Sunday, April 11, 2010

IRRATIONAL EXUBERANCE ACCOMPLISHED

Frank Rich today:

It's remarkable how often apologists for Wall Street's self-inflicted calamity mirror the apologists for Washington's self-inflicted calamity of Iraq. In the case of that catastrophic war, its perpetrators and enablers almost always give the same alibi: "Everyone" was misled by the same "bad intelligence" about Saddam Hussein's W.M.D. Hence, no one is to blame and no one could have prevented the rush to war.
That, of course, is no more true than [Alan] Greenspan's claim that "everyone" was ignorant of the potentially catastrophic dangers in the securitization of subprime mortgages. There were dissenters in the press, intelligence agencies and Congress who did doubt the W.M.D. evidence and asked tough questions akin to those asked by financial apostates like Michael Burry during the housing bubble. But these dissenting voices were either ignored, ridiculed or censored in the feverish rally to war....

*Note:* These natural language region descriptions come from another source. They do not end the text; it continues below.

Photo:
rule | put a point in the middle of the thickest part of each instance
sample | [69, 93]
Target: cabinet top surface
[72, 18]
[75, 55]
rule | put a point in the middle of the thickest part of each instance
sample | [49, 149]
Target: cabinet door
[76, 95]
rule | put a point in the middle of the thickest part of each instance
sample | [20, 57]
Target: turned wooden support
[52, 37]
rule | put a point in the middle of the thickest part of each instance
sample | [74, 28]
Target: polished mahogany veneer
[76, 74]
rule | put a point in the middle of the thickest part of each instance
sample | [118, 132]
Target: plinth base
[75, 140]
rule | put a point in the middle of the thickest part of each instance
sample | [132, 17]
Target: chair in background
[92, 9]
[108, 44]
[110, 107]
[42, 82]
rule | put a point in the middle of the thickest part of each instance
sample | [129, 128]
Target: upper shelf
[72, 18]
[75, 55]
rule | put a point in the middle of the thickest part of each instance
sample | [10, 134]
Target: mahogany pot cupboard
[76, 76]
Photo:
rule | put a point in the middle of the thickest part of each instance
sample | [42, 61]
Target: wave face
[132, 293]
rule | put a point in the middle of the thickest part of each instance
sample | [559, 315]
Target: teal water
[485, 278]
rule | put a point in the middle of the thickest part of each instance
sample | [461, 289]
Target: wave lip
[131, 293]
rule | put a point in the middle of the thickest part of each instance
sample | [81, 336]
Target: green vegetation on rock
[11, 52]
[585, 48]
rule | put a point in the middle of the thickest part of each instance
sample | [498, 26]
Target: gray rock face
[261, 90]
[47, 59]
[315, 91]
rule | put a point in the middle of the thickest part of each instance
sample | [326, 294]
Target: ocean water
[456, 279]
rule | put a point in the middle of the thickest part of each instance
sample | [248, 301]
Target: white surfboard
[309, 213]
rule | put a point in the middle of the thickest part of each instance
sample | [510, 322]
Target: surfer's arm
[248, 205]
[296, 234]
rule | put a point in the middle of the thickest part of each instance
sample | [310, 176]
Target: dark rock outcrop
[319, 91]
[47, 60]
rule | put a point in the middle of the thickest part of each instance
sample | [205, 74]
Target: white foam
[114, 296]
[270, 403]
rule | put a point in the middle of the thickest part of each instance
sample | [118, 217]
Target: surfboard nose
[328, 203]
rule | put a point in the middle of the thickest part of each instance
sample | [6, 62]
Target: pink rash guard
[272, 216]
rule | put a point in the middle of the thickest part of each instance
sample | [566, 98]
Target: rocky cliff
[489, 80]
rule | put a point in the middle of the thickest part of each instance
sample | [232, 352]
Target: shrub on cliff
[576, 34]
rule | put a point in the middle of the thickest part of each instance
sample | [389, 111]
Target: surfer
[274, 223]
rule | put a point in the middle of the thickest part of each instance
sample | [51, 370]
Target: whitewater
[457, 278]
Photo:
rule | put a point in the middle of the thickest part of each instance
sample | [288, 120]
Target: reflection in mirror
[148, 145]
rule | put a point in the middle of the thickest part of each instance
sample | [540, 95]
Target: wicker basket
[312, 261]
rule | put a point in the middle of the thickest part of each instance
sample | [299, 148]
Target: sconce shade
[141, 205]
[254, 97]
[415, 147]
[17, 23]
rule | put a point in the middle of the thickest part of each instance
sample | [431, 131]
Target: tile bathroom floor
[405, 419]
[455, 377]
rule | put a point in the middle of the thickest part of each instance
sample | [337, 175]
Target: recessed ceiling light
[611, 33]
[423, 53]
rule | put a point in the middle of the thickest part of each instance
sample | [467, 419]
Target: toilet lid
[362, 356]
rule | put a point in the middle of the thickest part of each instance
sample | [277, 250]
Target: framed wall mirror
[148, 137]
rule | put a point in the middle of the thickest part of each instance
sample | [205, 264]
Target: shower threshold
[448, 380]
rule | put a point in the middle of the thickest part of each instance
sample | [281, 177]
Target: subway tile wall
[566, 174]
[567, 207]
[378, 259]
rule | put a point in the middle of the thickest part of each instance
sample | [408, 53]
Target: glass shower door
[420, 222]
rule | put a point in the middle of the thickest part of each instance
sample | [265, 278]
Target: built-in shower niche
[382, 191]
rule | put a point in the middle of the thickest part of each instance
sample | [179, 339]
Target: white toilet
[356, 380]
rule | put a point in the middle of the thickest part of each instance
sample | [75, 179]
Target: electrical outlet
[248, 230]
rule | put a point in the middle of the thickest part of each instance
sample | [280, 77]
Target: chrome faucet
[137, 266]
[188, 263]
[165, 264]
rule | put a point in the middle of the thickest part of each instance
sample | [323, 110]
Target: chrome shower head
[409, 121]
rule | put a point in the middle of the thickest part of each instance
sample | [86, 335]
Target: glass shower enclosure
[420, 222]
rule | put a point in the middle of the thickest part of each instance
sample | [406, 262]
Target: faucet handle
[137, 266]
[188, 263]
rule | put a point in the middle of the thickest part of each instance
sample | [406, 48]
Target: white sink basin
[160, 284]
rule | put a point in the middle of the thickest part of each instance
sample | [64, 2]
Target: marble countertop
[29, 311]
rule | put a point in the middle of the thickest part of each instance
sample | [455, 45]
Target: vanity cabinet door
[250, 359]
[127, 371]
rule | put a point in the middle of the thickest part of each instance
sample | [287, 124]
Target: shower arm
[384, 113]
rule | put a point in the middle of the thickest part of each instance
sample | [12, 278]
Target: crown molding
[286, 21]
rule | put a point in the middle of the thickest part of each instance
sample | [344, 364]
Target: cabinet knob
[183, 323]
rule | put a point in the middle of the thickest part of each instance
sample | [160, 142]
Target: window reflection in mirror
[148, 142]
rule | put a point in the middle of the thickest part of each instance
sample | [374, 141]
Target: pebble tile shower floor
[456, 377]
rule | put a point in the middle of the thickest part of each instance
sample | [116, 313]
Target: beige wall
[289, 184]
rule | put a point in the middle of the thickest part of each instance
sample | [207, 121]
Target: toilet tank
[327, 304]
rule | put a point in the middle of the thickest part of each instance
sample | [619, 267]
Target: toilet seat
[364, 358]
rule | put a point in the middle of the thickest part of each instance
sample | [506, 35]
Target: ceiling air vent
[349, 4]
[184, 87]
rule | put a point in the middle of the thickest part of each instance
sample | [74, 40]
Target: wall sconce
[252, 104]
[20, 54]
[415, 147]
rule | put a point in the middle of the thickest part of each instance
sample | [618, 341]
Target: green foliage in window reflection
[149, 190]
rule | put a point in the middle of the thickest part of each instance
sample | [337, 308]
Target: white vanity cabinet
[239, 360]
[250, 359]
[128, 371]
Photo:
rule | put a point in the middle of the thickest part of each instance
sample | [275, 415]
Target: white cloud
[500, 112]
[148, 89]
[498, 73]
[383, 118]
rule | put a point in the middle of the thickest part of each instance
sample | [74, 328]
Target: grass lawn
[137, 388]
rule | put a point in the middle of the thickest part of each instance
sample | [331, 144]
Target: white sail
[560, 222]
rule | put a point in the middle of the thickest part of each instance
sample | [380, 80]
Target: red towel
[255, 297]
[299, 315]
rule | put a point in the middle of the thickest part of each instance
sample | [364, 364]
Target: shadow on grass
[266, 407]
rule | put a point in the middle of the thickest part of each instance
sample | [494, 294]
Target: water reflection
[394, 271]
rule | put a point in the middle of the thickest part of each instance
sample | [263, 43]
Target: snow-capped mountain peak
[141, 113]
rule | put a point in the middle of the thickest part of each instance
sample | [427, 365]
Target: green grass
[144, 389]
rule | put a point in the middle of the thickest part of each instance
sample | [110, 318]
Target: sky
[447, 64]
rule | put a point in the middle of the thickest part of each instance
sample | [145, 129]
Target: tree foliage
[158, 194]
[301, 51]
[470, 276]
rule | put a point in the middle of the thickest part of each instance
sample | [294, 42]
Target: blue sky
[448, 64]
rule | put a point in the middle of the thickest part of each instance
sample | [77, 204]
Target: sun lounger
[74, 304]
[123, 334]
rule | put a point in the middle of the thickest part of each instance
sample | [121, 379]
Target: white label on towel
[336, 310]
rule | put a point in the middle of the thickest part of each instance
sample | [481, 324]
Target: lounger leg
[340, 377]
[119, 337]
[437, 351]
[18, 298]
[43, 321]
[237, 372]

So how else are these two situations analogous?

I've read several times that even subprime-mortgage skeptics on Wall Street felt they couldn't take a pass on invests based on them, and couldn't cash out early -- piles of money were being made, and if you were running a fund, you couldn't not participate in the mania for as long as it lasted.

Was the decision to go to war in Iraq somewhat like that? Did the Bushies -- an awful lot of them former CEOs -- look at the uptick in Bush's polls after 9/11 and the Afghan war and see a bubble? A bubble they simply had to take advantage of for as long as it was inflated? Was that the point (or at least one of the points) of the Iraq invasion simply to sustain that Bush/GOP poll bubble? As businessmen, could they just not bear to take advantage of it, and keep taking advantage of it, until it burst and it was too late for them to cash out?